Why did they have to go and do that! 

*Paradigm Shift:*
In the battle system of the game, the player can only control one character at a time. The other party members' actions can, however, be affected by a system called the "Paradigm Shift" ("Optima Change" in the Japanese version), which was explained by Motomu Toriyama at Gamescom 2009.

Paradigms are described as "stances" or "classes" that the characters temporarily take during battles to define the abilities they use. However, they are more strict than job classes; for example, the character with a Healer's role equipped can do nothing but heal, while the Attacker's role forces the character to only attack with physical and magical strikes.

The paradigms can be changed at any time to suit the situation at hand. However, they cannot be changed individually to each character, only for the whole party at a time. Thus, a paradigm is a combination of three roles. Possible paradigm variations count up to hundreds. The roles used are shown as colored abbreviations next to the characters' names in the battle screen.

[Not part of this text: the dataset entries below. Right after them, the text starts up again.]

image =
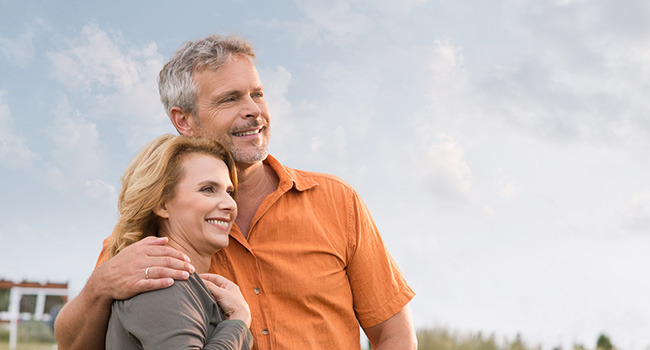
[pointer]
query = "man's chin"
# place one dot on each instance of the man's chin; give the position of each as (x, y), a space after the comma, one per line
(248, 158)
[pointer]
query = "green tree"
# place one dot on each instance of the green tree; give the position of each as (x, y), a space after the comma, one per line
(604, 343)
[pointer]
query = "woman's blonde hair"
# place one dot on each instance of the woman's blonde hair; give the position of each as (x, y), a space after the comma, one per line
(151, 178)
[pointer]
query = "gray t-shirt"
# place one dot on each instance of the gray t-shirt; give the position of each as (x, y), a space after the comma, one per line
(183, 316)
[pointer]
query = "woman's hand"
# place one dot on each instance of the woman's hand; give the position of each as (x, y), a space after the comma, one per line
(229, 297)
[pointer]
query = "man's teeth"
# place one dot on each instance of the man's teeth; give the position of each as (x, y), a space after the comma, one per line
(218, 222)
(246, 133)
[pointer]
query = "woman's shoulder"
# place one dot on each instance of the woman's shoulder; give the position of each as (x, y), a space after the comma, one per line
(181, 295)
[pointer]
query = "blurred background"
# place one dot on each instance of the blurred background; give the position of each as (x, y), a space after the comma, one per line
(501, 145)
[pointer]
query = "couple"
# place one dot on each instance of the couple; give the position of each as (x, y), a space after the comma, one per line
(304, 250)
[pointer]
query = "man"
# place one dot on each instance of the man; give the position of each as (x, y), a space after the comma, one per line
(305, 252)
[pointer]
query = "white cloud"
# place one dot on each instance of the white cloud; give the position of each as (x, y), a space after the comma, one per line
(341, 21)
(586, 74)
(77, 148)
(21, 50)
(443, 170)
(14, 151)
(101, 193)
(118, 80)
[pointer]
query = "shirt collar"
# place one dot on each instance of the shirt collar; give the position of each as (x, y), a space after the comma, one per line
(290, 178)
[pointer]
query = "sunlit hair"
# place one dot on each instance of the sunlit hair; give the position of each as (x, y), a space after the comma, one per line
(151, 178)
(175, 83)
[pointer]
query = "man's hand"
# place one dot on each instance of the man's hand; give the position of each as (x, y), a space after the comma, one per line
(126, 274)
(83, 322)
(229, 297)
(397, 332)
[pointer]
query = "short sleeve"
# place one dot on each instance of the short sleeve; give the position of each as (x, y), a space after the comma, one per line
(378, 286)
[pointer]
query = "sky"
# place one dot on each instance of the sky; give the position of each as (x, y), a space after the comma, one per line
(501, 145)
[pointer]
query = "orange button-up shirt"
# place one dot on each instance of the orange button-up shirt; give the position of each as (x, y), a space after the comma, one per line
(313, 267)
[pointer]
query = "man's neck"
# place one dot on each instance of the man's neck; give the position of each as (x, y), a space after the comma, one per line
(255, 182)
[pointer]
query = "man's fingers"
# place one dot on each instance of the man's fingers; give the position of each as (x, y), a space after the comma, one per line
(146, 285)
(160, 272)
(218, 280)
(153, 240)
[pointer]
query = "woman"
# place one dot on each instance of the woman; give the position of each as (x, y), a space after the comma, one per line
(183, 189)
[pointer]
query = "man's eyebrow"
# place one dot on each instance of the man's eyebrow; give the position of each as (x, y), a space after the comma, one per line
(226, 93)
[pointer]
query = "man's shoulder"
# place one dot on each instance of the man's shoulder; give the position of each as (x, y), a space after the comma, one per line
(323, 179)
(305, 179)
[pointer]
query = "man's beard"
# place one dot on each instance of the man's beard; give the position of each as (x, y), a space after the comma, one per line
(239, 155)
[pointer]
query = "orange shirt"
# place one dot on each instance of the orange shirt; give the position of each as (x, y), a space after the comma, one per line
(314, 266)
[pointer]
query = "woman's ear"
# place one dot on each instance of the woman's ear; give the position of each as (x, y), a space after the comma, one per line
(183, 121)
(161, 210)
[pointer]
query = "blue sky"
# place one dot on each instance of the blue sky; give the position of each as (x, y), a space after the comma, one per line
(502, 147)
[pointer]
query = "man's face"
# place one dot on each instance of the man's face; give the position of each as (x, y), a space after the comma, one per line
(231, 109)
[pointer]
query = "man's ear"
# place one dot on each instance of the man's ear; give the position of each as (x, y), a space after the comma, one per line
(161, 210)
(183, 121)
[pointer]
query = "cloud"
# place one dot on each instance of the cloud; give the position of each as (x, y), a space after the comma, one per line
(77, 148)
(118, 80)
(21, 50)
(340, 21)
(14, 150)
(636, 215)
(584, 78)
(443, 170)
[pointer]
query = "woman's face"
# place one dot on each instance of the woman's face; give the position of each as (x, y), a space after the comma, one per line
(201, 213)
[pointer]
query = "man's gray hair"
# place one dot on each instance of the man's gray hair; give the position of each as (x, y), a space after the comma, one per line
(175, 83)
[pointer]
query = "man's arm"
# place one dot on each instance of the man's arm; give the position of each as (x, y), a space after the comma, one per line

Confirmed paradigms include Aggression, All for One, Dualcasting, Overwhelm, Peacemaker, Relentless Assault, Slash & Burn, The Ettin, Decimation, Smart Bomb, Tireless Charge and Vanguard.


----------



## Shadowdust (Nov 20, 2009)

I wonder if people will whine about this as much as they did the Junction system of VIII. Personally, I like the sound of it. I'm curious to see how Paradigm Shift will play out in the middle of an ATB. You'll definitely have to think quickly on how to adjust your strategies, that's for sure. 

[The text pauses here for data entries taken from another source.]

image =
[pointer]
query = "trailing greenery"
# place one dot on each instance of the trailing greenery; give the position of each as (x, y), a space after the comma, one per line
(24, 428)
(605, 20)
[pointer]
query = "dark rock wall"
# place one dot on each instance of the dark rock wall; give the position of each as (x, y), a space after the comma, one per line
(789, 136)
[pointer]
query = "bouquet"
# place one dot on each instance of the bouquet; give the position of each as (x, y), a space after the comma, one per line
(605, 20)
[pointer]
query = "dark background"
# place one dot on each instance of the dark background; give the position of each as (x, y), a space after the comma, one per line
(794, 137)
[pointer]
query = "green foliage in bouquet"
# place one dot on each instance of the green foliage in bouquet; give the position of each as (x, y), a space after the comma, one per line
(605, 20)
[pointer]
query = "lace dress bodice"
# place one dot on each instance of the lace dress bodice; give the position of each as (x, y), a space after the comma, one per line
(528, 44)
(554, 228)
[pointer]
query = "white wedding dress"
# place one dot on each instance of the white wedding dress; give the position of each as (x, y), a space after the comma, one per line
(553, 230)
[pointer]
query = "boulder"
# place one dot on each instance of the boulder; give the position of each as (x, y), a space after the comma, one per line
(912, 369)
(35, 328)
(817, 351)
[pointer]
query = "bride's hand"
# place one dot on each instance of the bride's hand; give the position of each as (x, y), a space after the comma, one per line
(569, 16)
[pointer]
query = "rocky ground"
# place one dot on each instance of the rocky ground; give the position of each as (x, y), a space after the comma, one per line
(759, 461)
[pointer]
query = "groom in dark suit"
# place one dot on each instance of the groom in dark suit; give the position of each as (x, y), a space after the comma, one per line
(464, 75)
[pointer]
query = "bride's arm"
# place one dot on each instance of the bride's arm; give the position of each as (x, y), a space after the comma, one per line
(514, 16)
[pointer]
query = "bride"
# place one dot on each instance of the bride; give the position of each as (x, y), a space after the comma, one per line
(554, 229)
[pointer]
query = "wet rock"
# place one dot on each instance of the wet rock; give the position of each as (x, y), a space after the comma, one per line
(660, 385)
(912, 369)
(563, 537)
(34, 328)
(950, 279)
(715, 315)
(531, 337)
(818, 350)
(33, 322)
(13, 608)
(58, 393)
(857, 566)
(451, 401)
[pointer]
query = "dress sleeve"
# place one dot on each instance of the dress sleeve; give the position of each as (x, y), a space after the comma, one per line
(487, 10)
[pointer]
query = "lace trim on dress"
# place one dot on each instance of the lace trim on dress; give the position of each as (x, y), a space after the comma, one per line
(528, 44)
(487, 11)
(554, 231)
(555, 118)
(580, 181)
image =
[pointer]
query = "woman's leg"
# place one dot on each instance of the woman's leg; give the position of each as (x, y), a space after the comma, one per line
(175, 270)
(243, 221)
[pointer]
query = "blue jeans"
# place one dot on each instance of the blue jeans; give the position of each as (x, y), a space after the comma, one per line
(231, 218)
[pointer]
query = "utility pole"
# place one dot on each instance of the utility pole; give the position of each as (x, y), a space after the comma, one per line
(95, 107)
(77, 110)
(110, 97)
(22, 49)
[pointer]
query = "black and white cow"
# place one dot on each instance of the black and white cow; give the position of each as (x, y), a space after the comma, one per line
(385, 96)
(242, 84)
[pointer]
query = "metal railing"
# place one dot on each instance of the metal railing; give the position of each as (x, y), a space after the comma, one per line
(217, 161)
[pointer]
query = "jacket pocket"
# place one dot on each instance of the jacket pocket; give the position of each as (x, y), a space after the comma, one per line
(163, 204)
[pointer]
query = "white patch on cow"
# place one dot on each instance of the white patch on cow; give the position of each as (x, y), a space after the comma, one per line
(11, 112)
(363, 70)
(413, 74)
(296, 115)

Btw, I forgot to mention that SE also announced their "Lucky 13 Campaign" at the same time as the release date. So on the 13th of every month leading up to the release, we're supposed to get new information on the game. http://www.rpgamer.com/news/Q4-2009/111309b.html


----------



## WarEagleAU (Nov 20, 2009)

I loved the Junction system. I spent days flying around to the hard to reach high level islands just to draw the high spells to 99 and put them on my characters to make them bad ass. I love when I beat 8, IX didnt take me long and I think that was when they did introduce Eidolons, I think. I loved 10,hell I mastered Blitz Ball and the Jecht Shot and Jecht Shot 2. Had X-2 but dont know what happened to it and never did get to beat it. I got XII when I bought my PS3 and am a bit into it but put it down. Ill have to beat it before I get XIII which Im getting from gamestop. Ill get XIII VS too since it has teh princely dude who is bad ass powerful! SUBSCRIBED! (I could just get the download of XIII for the 360 which I have, and pay for the XIII VS for the PS3).


----------



## AphexDreamer (Nov 20, 2009)

I've only played 7 and thats enough to make me want to get 13.


----------



## PP Mguire (Nov 20, 2009)

WarEagleAU said:


> I loved the Junction system. I spent days flying around to the hard to reach high level islands just to draw the high spells to 99 and put them on my characters to make them bad ass. I love when I beat 8, IX didnt take me long and I think that was when they did introduce Eidolons, I think. I loved 10,hell I mastered Blitz Ball and the Jecht Shot and Jecht Shot 2. Had X-2 but dont know what happened to it and never did get to beat it. I got XII when I bought my PS3 and am a bit into it but put it down. Ill have to beat it before I get XIII which Im getting from gamestop. Ill get XIII VS too since it has teh princely dude who is bad ass powerful! SUBSCRIBED! (I could just get the download of XIII for the 360 which I have, and pay for the XIII VS for the PS3).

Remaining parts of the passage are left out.